Datasets and datastores are configuration types that define how and where to pull the data from. They are used at design time to create shared configurations that can be stored and used at runtime.
All connectors (input and output components) created using Talend Component Kit must reference a valid dataset. Each dataset must reference a datastore.
-
Datastore: The data you need to connect to the backend.
-
Dataset: A datastore coupled with the data you need to execute an action.
Make sure that:
These rules are enforced by the |
Defining a datastore
A datastore defines the information required to connect to a data source. For example, it can be made of:
-
a URL
-
a username
-
a password.
You can specify a datastore and its context of use (in which dataset, etc.) from the Component Kit Starter.

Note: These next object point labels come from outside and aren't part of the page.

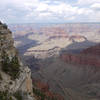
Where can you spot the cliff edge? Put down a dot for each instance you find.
(15, 78)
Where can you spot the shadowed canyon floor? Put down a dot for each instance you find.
(65, 57)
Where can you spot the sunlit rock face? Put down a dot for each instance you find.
(14, 75)
(43, 41)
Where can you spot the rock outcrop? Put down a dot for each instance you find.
(89, 56)
(14, 75)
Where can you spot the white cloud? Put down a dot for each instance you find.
(36, 10)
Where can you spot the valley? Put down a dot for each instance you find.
(65, 57)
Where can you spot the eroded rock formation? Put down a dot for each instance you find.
(14, 75)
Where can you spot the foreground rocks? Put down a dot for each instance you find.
(15, 77)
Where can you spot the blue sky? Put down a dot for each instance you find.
(49, 11)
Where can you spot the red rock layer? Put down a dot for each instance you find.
(45, 89)
(89, 56)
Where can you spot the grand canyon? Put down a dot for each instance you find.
(64, 58)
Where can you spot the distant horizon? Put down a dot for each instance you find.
(60, 23)
(49, 11)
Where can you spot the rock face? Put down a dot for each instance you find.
(89, 56)
(14, 75)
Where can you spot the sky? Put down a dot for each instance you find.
(49, 11)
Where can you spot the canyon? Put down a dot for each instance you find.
(64, 58)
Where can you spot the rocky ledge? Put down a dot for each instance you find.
(15, 78)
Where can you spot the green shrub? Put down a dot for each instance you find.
(5, 96)
(4, 26)
(18, 95)
(11, 67)
(0, 77)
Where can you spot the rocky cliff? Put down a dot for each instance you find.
(89, 56)
(15, 78)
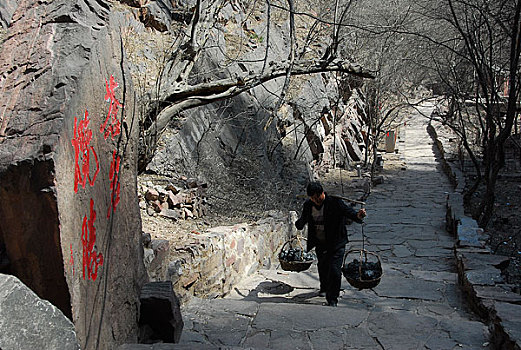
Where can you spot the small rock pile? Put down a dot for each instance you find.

Make sure to modelize the data your components are designed to handle before defining datasets and datastores in the Component Kit Starter. |
Once you generate and import the project into an IDE, you can find datastores under a specific datastore
node.
Example of datastore:
package com.mycomponent.components.datastore;
@DataStore("DatastoreA") (1)
@GridLayout({ (2)
// The generated component layout will display one configuration entry per line.
// Customize it as much as needed.
@GridLayout.Row({ "apiurl" }),
@GridLayout.Row({ "username" }),
@GridLayout.Row({ "password" })
})
@Documentation("A Datastore made of an API URL, a username, and a password. The password is marked as Credential.") (3)
public class DatastoreA implements Serializable {
@Option
@Documentation("")
private String apiurl;
@Option
@Documentation("")
private String username;
@Option
@Credential
@Documentation("")
private String password;
public String getApiurl() {
return apiurl;
}
public DatastoreA setApiurl(String apiurl) {
this.apiurl = apiurl;
return this;
}
public String getUsername() {
return Username;
}
public DatastoreA setuUsername(String username) {
this.username = username;
return this;
}
public String getPassword() {
return password;
}
public DatastoreA setPassword(String password) {
this.password = password;
return this;
}
}
1 | Identifying the class as a datastore and naming it. |
2 | Defining the layout of the datastore configuration. |
3 | Defining each element of the configuration: a URL, a username, and a password. Note that the password is also marked as a credential. |
Defining a dataset
A dataset represents the inbound data. It is generally made of:
-
A datastore that defines the connection information needed to access the data.
-
A query.
You can specify a dataset and its context of use (in which input and output component it is used) from the Component Kit Starter.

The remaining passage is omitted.